Google protocol buffer character encoding (C ++/Java/Python)

Source: Internet
Author: User

I wrote about Google protocol buffer's UTF-8 problem last time.
According to the protocol author Kenton Varda


Description
:

C ++ protocol Buffers
Use UTF-8 for all text encoding, regardless of platform. If you want to use some other encoding in your code, you will
Have to manually convert between that and UTF-8 when interacting
Protocol buffers.

In Java and Python everything is taken care of automatically, since these
Ages have built-in Unicode support. In Java, protocol buffers uses
String object (which are Unicode) to represent strings, and in Python you
Can use the "Unicode" builtin type for Unicode.

Translate
: UTF-8 is used in C ++ for text encoding, Which is platform-independent. If you want to use another encoding, You need to manually convert it to UTF-8. In Java and python, you need to be careful about automatic encoding conversion because these two languages Support built-in Unicode. In Java, protocol buffer uses string objects (UNICODE) to display strings. in Python, you can use built-in Unicode to display ucnode strings.

Explain
: If the proto file of protocol buffer is of the string type, UTF-8 is used in C ++ and Unicode must be used in Java and python. If not, you can manually convert it. For example, in Python:

Data is UTF-8, but the Protocol Python version requires Unicode. What should I do?

Cont = msgcontent ()

Cont. strcont = data. Decode ('utf-8') # Unicode must be decoded from UTF-8

Buff = Cont. serializetostring () # Skip the serialized string.

 

Similarly, after parse is completed, the string fields are Unicode

Cont = msgcontent ()

Cont. parsefromstring (buff)

Data = Cont. strcont # This is Unicode

Data = data. encode ('utf-8') # What encoding is needed, and what encoding is needed from Unicode

 

The most important thing is that you are too troublesome. I guess many people are too troublesome. For example, the encoding in the database, file, or even the transmission process is UTF-8, each time it needs to be converted to Unicode and then serialized, it will have to be converted to UTF-8 after conversion. You can use bytes without any processing.

Final supplement
: I think Kenton Varda


On this issue
In fact, any encoding of Java and Python strings is supported, not only Unicode. For example, in Python, if the file is named #-*-coding: UTF-8-*-, all manually entered strings in the Code are UTF-8. If the files are read, the data is read from the database, and the data received from the network is UTF-8, the entire process is unified, which is the most convenient, and automatic conversion is really another step.

 

Contact Us

The content source of this page is from Internet, which doesn't represent Alibaba Cloud's opinion; products and services mentioned on that page don't have any relationship with Alibaba Cloud. If the content of the page makes you feel confusing, please write us an email, we will handle the problem within 5 days after receiving your email.
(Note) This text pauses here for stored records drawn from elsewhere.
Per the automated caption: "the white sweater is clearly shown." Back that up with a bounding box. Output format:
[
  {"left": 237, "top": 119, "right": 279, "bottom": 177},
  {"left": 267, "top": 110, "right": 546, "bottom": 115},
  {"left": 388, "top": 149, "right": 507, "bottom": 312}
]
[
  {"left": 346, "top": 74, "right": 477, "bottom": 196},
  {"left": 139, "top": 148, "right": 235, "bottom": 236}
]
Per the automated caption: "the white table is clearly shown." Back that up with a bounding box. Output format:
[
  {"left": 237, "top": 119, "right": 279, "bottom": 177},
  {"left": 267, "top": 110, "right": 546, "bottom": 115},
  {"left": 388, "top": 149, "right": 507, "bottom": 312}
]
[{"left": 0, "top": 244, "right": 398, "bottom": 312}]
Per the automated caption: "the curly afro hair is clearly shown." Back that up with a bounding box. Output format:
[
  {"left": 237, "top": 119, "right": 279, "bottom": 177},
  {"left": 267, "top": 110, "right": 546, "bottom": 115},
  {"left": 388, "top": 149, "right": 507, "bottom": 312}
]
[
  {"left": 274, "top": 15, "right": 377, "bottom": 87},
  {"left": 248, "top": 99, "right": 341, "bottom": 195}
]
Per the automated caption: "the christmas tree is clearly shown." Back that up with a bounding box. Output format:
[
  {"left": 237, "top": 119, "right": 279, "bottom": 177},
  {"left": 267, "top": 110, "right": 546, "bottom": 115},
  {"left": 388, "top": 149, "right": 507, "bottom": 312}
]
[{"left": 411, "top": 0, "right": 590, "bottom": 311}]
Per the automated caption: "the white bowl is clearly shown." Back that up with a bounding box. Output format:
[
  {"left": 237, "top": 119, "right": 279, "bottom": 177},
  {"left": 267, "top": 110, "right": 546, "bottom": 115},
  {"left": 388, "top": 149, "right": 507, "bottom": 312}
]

If you find any instances of plagiarism from the community, please send an email to: info-contact@alibabacloud.com and provide relevant evidence. A staff member will contact you within 5 working days.

A Free Trial That Lets You Build Big!

Start building with 50+ products and up to 12 months usage for Elastic Compute Service

  • Sales Support

    1 on 1 presale consultation

  • After-Sales Support

    24/7 Technical Support 6 Free Tickets per Quarter Faster Response

  • Alibaba Cloud offers highly flexible support services tailored to meet your exact needs.